En el corazón de todo hombre hay una semilla fecunda. Cuando germina, la humanidad masculina encuentra una expresión plena: ser papá. Acurrucada tiernamente en el corazón del niño va madurando regada por su fe en la infalibilidad de ese hombre que aún siendo débil lo sirve y cuida, sin otra razón que el amor. Cuando un hombre se hace padre dice en cada gesto: “te quiero porque eres mi hijo”.
La adolescencia con su dolorosa rebeldía no logra sofocar la potencia vital de ese misterioso germen de la vida. Aún en esa perplejidad, el joven espíritu rebelde añora la certeza de su infancia y reconoce en su propia búsqueda la identidad sembrada por su padre.

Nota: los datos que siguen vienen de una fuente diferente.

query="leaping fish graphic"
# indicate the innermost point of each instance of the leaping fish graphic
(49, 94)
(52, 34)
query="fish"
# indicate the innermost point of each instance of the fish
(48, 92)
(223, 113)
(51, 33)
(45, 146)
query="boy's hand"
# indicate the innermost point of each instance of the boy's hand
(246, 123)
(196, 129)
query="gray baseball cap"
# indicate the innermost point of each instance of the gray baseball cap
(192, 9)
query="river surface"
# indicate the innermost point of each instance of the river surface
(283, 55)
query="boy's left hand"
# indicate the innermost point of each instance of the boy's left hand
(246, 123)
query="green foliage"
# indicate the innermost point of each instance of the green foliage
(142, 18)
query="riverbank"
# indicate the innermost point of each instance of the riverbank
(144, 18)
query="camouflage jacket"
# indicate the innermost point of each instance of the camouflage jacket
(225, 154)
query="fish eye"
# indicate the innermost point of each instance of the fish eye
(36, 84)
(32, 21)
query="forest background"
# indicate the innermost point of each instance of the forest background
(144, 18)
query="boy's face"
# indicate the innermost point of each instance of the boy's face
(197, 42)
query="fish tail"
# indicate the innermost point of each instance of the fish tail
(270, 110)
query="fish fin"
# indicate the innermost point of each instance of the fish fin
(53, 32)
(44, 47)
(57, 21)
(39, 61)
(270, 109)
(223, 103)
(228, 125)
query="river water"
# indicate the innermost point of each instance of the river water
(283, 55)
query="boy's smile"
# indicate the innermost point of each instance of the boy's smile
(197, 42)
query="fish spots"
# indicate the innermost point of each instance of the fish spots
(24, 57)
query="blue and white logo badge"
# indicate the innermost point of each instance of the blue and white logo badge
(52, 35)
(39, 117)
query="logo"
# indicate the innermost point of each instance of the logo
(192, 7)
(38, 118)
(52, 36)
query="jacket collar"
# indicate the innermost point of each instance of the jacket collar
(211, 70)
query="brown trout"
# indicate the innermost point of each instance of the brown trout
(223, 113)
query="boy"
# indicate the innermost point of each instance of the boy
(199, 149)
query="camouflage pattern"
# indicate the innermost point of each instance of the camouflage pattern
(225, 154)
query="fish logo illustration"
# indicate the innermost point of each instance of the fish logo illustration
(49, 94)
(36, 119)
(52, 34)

Lo llamará “mi viejo”, “mi cocho”, puede ser que hasta con ese altanero desprecio propio de la edad, pero no podrá jamás esconderse a sí mismo esa herida del corazón que lo une a ese hombre que cooperó para darle la vida. Algún gesto antiguo, algún recuerdo infantil lo asaltará y le dirá que su viejo es, en el fondo, un buen tipo como dice esa canción que hace llorar aún cuando lo sublime esté tan cerca de lo ridículo y en nuestro machismo latinoamericano escondamos el llanto porque “los hombres no lloran”.
Conforme avanza, la juventud será un poco más justa para reconocerle sus méritos. No será ya tanto “el viejo”, “el cocho” sino mi papá, mi padre. Sin embargo el joven reconocerá que son otros tiempos, que su papá no entiende mucho de lo que pasa y él generosamente lo ayudará a ubicarse. El padre generosamente pedirá ayuda y el hijo, joven, fuerte, actualizado, ayudará al que lo ayudó tanto. Y se irán haciendo amigos, hombro con hombro, uno envejeciendo, el otro madurando, se encontrarán para abrazarse, para felicitarse de algún logro: el trabajo, el ascenso, el cartón. Y el viejo dirá orgulloso: “ese es mi hijo”, y se le achinarán los ojos en arrugas de alegría, y reconocerá que valió la pena eso de vivir, de entregar la vida a la esposa, al hijo. Y se sentirá, poco a poco, listo para morir.
Y vendrá la adultez del hijo. Y le tocará ser padre. Entonces será como su padre, recordará esa presencia sólida que más allá de cualquier tormenta permanecía. Recordará y en esos recuerdos encontrará su propia sabiduría. La semilla se ha hecho árbol y ahora es capaz de sostener los más pesados frutos. Y se encontrará a sí mismo diciendo: “te quiero porque eres mi hijo”. Y leerá en su pequeño la fe en su propia infalibilidad. Y se sabrá falible pero sostenido misteriosamente por la fuerza de esa misión que le sale de tan dentro, de tan alto, de tan lejos en el tiempo. Y él mismo será llamado papá. Ese pequeñín le dirá con cada mirada que lo necesita, y su pequeña mano aferrada al dedo paterno será un dulce símbolo de ese misterioso tejido de indigencia y fortaleza que somos los seres humanos.

Y, paradójicamente, cuando ese árbol maduro, ese tronco ahora seco muera y no lo volvamos a ver, cosecharemos una profunda nostalgia, un inmenso agradecimiento. En nuestro lenguaje diario hablaremos de “mi papá” y esa palabra infantil será inexplicable. Nuestros hijos nos mirarán sin entender la hondura de vida que se encierran en ellas. Y volveremos a decir: “mi papá hacía esto y lo otro” y la memoria envejeciendo a su vez se irá a la infancia olvidando lo inmediatamente anterior. Y nuestros hijos nos mirarán sorprendidos y algo de esa sensatez madurada en la bodega de la vida familiar les dará una certeza que nada podrá borrar. Otra vez la dichosa semilla de la paternidad volverá a caer en el suelo fértil de la infancia.